3. The advent of commercial gym machinery. Arthur Jones, a quirky iconoclast who fancied safaris, guns and alligators, invented the line of gym equipment that became known as Nautilus.
How did all this play out? We had big guys getting even bigger and a successful film that exposed their subculture to the world. This resulted in a deluge of young men hitting the gyms in hopes of achieving big muscles and all the rewards they brought. And if there’s one thing we know about the fitness industry, any product that promises better, faster results will gain a lot of attention. Enter the machines. It only seemed reasonable that we would evolve from coarse farm boy methods of lifting free weights to the use of sophisticated equipment designed to isolate muscles – to deconstruct the body and build it up again.
While there’s plenty more room for discussion of how the subculture of bodybuilding has evolved since the mid 1970s (and why machines have limited use), we don’t need to over-think things; the shiny new lines of equipment were not only accepted, they were expected. This made all the difference in the world.

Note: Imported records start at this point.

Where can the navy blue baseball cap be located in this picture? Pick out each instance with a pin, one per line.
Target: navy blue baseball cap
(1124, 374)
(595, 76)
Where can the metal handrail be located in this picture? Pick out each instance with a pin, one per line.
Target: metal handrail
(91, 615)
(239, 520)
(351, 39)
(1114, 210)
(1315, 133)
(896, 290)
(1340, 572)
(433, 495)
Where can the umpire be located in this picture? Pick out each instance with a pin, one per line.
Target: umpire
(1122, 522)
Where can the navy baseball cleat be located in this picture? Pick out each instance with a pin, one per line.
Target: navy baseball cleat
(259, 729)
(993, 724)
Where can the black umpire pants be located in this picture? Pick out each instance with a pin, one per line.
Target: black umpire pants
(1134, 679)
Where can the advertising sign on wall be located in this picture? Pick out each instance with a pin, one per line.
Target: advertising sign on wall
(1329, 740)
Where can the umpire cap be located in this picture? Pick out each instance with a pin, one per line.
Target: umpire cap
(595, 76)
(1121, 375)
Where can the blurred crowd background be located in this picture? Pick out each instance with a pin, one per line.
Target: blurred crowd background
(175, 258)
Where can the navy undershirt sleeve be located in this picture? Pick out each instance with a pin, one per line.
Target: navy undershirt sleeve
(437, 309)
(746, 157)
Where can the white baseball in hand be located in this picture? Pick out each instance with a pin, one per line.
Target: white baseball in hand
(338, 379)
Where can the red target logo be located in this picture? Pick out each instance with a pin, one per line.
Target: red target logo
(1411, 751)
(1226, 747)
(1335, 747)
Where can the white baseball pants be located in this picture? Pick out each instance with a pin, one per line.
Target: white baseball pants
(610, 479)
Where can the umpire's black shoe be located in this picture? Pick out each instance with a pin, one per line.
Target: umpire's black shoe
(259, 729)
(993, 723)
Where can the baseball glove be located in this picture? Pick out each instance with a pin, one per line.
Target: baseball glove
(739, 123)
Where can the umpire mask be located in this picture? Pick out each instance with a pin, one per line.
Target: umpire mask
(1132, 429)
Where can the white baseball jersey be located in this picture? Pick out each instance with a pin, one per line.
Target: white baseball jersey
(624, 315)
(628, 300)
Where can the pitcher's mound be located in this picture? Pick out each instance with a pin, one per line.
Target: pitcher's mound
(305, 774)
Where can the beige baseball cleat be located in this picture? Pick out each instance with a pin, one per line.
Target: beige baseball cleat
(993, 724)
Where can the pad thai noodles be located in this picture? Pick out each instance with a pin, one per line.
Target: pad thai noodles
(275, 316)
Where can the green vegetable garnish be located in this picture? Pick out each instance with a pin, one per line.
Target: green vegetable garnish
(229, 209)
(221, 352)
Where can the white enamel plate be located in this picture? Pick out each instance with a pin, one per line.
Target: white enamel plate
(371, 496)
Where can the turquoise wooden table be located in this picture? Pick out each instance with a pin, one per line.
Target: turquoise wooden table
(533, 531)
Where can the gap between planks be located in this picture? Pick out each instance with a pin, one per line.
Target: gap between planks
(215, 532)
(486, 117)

To this day, many people evaluate a fitness club on whether it has one machine or another. Effectiveness remains inconsequential because of common expectation. Not only is it expensive and space-consuming, the presence of machines generally leads to their use – even when that use is counter-productive.
The epilogue to this story is that trends are changing. People seem to be gravitating back toward the basics. The same things that worked in the 1800s work today. We’re starting to ditch our unnecessary baggage and moving a lot faster because of it.
GG

Good read. It’s good to know that my eyes do not deceive me… when I focus more on weight training with free weights (you know, actually putting forth the effort to try new exercises and to change it up regularly) and then go for a good swim afterwards I tend to see more results than spending half an hour or more on the elliptical and half-assing the weights via machine. ANYWAY, yeah. Good read.
It’s pretty unlikely that we’re ever going to go back to a lifestyle where we get an effective dose of physical activity through our day to day lives.
For that reason, we are still going to need to exercise if we want to stay fit.
But, you are 100% right when you question the current mainstream model of the fitness industry.